For Sonoma County’s largest district with 16,000 students, it’s not a matter of if, but when and how to offer ethnic studies, which teaches students about race and minority perspectives underrepresented in textbooks.
“It’s really imperative that we do make this a requirement of Santa Rosa City Schools to make sure that every student has exposure to ethnic studies as part of their coursework from the beginning and through graduation,” said Jenni Klose, board president. ”We need to figure out, definitely, how to make sure teachers are on board and trained and supported and part of developing that implementation of any kind of policy.”
Three years ago, the district formed an ethnic studies exploratory committee consisting of administrators, teachers and educators at Sonoma State University and Santa Rosa Junior College. The committee researched ethnic studies curricula implemented at other districts, including Los Angeles and San Francisco Unified.
The group, which urged the Santa Rosa district to offer the curricula, also attended conferences on ethnic studies and social justice.
“By learning about each other and each other’s backgrounds, students can develop more empathy. When multiple identities are brought into the classroom, students may create a stronger communities,” said Elizabeth Evans, the district’s teaching and learning coordinator and a committee member. “This increased sense of community and understanding means safer schools and more successful students.”

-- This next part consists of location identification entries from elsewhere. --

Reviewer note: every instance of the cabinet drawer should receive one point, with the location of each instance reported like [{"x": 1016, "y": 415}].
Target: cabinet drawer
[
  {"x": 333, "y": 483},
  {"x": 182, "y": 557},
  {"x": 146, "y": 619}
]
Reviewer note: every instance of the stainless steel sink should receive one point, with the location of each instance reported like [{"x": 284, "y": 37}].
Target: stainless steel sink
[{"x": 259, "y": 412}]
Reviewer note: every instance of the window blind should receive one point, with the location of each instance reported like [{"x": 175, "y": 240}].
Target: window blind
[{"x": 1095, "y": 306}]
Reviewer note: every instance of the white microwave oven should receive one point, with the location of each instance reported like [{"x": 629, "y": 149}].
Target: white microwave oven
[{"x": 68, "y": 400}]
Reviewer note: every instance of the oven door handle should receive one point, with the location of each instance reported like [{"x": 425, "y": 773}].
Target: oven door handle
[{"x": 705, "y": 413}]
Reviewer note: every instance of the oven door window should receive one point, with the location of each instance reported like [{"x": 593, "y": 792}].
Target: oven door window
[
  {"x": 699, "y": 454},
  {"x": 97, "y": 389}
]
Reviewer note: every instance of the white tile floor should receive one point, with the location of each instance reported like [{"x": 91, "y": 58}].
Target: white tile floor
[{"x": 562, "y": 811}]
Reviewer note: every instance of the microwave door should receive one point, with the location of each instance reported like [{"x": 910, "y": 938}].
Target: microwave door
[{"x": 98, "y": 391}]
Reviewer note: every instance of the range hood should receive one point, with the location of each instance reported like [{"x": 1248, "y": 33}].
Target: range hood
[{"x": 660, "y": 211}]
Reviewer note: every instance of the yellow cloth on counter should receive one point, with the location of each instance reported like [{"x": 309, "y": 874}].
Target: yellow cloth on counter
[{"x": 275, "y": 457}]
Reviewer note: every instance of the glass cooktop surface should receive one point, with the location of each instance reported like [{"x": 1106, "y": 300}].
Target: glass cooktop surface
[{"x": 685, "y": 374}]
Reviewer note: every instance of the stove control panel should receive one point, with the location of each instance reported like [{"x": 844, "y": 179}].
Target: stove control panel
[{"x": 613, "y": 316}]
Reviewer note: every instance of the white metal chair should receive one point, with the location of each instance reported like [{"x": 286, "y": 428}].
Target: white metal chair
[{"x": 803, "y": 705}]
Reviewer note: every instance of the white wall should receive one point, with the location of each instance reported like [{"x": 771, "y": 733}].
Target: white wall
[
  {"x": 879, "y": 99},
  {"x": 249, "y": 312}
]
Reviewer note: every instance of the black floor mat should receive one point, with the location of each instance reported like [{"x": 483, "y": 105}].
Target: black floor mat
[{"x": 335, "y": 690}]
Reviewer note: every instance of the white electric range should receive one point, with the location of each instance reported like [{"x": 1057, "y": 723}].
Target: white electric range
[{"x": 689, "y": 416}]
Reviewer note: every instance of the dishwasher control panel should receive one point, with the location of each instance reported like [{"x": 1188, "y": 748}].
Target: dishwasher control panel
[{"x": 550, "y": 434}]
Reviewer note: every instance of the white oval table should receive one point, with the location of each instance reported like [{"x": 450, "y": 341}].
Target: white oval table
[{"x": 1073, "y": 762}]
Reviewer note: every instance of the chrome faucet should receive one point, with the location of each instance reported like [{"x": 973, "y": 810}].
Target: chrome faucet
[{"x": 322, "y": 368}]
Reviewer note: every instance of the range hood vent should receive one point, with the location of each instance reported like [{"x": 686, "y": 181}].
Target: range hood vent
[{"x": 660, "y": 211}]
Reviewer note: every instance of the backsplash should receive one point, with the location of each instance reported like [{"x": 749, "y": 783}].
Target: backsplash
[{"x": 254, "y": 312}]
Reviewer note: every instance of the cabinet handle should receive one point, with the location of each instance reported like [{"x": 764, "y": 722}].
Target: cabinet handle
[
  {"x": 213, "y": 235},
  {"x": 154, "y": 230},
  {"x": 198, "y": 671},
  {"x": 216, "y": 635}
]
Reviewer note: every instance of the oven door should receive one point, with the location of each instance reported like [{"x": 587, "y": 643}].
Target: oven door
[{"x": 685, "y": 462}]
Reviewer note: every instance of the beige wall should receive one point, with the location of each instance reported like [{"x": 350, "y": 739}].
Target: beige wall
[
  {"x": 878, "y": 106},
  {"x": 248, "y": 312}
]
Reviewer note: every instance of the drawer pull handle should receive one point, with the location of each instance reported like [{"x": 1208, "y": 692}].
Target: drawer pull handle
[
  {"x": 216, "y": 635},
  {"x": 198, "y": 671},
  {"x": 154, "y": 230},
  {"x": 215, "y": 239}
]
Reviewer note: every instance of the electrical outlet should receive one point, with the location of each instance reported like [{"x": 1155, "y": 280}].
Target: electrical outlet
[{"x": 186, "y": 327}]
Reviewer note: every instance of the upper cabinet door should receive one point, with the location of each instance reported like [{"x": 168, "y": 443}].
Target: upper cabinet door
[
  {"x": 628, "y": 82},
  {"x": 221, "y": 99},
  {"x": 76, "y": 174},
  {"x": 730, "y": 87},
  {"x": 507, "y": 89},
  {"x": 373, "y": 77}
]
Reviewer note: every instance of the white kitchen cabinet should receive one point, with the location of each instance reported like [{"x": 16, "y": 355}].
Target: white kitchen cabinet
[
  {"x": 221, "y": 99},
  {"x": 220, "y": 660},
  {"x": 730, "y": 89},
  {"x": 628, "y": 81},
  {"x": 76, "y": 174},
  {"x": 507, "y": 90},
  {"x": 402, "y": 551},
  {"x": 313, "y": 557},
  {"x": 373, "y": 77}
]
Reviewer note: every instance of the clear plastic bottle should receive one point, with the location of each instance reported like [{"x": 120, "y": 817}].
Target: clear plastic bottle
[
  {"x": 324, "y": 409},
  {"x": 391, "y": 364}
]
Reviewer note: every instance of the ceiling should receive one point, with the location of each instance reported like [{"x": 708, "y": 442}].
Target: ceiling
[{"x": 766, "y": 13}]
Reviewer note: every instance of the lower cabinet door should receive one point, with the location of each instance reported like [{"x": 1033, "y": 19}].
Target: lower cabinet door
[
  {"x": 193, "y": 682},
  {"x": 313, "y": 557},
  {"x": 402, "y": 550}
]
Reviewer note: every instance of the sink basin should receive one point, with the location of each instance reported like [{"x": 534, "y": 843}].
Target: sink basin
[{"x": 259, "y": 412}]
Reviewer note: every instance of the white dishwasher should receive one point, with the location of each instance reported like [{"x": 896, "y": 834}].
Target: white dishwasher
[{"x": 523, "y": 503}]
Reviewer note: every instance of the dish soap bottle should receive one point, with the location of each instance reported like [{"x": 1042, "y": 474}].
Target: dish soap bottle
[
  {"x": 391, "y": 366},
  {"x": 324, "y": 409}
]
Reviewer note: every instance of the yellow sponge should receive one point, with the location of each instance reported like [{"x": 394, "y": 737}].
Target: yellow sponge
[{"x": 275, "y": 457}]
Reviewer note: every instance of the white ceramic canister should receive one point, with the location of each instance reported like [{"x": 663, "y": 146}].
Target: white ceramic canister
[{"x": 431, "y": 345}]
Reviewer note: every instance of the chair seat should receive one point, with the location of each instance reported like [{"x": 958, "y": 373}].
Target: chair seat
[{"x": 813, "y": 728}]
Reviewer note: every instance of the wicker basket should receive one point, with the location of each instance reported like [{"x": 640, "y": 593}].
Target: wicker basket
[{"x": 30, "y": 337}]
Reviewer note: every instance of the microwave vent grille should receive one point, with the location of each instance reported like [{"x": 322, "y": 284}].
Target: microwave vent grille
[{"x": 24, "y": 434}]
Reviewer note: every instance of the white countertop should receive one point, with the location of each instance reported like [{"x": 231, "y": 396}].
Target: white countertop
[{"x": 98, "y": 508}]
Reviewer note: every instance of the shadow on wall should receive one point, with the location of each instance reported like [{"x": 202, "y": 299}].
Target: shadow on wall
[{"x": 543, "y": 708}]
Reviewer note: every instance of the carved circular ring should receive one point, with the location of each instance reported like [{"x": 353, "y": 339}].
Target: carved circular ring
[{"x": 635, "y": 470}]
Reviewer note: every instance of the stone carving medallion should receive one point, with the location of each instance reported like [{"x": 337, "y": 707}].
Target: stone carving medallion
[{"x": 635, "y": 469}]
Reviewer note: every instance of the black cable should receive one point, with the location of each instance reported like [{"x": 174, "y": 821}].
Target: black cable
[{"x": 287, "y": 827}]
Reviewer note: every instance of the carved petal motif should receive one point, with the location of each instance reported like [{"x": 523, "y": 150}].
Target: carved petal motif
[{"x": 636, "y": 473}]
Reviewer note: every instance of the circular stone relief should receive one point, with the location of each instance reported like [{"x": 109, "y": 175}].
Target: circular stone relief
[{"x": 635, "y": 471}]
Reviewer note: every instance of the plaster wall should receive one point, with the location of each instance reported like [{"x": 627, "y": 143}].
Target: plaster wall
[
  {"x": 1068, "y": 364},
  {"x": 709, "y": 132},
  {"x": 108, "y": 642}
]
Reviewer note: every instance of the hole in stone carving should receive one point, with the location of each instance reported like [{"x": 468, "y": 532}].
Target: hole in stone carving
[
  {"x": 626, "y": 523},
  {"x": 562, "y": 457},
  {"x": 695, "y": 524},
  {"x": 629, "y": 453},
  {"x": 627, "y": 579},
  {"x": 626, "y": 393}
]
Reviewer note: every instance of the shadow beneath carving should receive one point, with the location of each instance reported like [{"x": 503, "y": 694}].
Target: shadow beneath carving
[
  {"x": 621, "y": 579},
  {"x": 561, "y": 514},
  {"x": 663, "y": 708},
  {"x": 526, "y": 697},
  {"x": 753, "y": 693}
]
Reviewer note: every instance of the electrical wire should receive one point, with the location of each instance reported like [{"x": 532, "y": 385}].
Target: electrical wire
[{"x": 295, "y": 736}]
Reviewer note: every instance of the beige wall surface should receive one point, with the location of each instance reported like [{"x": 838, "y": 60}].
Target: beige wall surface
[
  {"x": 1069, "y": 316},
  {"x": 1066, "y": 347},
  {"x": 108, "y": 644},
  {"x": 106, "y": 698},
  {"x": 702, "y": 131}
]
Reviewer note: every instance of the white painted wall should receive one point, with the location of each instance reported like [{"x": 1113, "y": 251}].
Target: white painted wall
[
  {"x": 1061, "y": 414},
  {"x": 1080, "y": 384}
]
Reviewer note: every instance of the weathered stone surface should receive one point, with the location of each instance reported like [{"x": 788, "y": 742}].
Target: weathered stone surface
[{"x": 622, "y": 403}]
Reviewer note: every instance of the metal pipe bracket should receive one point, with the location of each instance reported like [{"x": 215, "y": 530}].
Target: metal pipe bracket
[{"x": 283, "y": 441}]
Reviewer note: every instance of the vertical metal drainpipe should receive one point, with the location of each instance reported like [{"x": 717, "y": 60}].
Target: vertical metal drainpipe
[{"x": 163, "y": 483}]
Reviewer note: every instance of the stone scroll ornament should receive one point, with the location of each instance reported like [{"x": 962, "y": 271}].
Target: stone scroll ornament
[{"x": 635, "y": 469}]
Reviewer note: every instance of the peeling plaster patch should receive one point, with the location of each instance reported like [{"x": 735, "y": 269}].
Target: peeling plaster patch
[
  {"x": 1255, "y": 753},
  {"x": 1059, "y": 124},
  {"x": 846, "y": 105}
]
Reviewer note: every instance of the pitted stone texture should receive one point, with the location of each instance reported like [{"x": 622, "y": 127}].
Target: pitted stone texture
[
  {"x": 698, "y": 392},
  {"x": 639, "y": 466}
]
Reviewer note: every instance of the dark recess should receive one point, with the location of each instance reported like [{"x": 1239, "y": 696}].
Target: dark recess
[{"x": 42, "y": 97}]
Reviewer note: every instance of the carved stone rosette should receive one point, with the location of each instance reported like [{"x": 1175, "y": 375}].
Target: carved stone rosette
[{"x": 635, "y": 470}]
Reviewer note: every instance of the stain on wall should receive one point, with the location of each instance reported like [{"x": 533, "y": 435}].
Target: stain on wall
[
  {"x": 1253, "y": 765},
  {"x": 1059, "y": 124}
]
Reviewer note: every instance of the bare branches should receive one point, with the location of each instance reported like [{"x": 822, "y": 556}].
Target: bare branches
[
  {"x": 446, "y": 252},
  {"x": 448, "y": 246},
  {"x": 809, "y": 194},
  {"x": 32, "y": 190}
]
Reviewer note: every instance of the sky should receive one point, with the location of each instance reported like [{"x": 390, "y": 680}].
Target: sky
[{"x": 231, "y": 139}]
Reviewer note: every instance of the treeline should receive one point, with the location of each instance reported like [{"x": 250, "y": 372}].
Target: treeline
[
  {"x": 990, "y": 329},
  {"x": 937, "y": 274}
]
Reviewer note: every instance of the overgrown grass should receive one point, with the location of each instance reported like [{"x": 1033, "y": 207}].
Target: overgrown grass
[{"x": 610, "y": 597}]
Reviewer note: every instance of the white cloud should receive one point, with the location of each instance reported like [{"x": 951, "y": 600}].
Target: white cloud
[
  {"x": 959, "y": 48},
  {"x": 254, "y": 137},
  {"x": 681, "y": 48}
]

Students and educators have shown an increased interest in ethnic studies in the last six months, and that might be in part because of the national political climate, Evans said.
“Honestly, the way our country has been operating for the last couple of years makes it even more imperative, from my view,” said Bill Carle, an outgoing Santa Rosa school board member.
As Santa Rosa school board members discussed they issue, they leaned towards having ethnic studies embedded into the curriculum instead of adding an additional required or elective class.
“I think that it does ethnic studies a disservice and it does people of color a disservice to have it as a standalone class,” Kitamura said.
But it’s too early to say how much it could cost the district to implement ethnic studies.
In August, California legislators passed a bill that would have provided an incentive for school districts to require ethnic studies to graduate. However, Gov. Jerry Brown vetoed it in September.
“While I recognize the value of these courses, I am reluctant to encourage yet another graduation requirement, especially when students are already overburdened by multiple tests and endless hours of homework,” Brown had said in a statement. Two years earlier, he had signed a bill to create the first statewide model curriculum on ethnic studies by 2020.
Other states, such as Indiana and Oregon, have passed legislation in recent years requiring ethnic studies in schools, although some critics have argued learning about race relations is divisive.
Gabriel Albavera, principal at Santa Rosa’s Elsie Allen High School, sits on the ethnic studies committee. At the school board meeting earlier this month, he shared a statement from a California State University, Monterey Bay ethnic studies professor on why it’s necessary.
“As students of color proceed through the school system, research finds that the overwhelming dominance of Euro-American perspectives leads many students to disengage from academic learning. Ethnic studies curricula exist in part because students of color have demanded an education that is relevant, meaningful and affirming of their identities,” he said, reading professor Christine Sleeter’s statement.
Will Lyon, president of the Santa Rosa Teachers Association, said the union is in favor of ethnic studies, but asked the board to make sure it doesn’t impact elective classes.
Ethnic studies is expected to come back to the board in the future for further discussion and possible action, although district officials didn’t provide a timeline.
“As quickly as we can and as slowly as we must,” Klose said.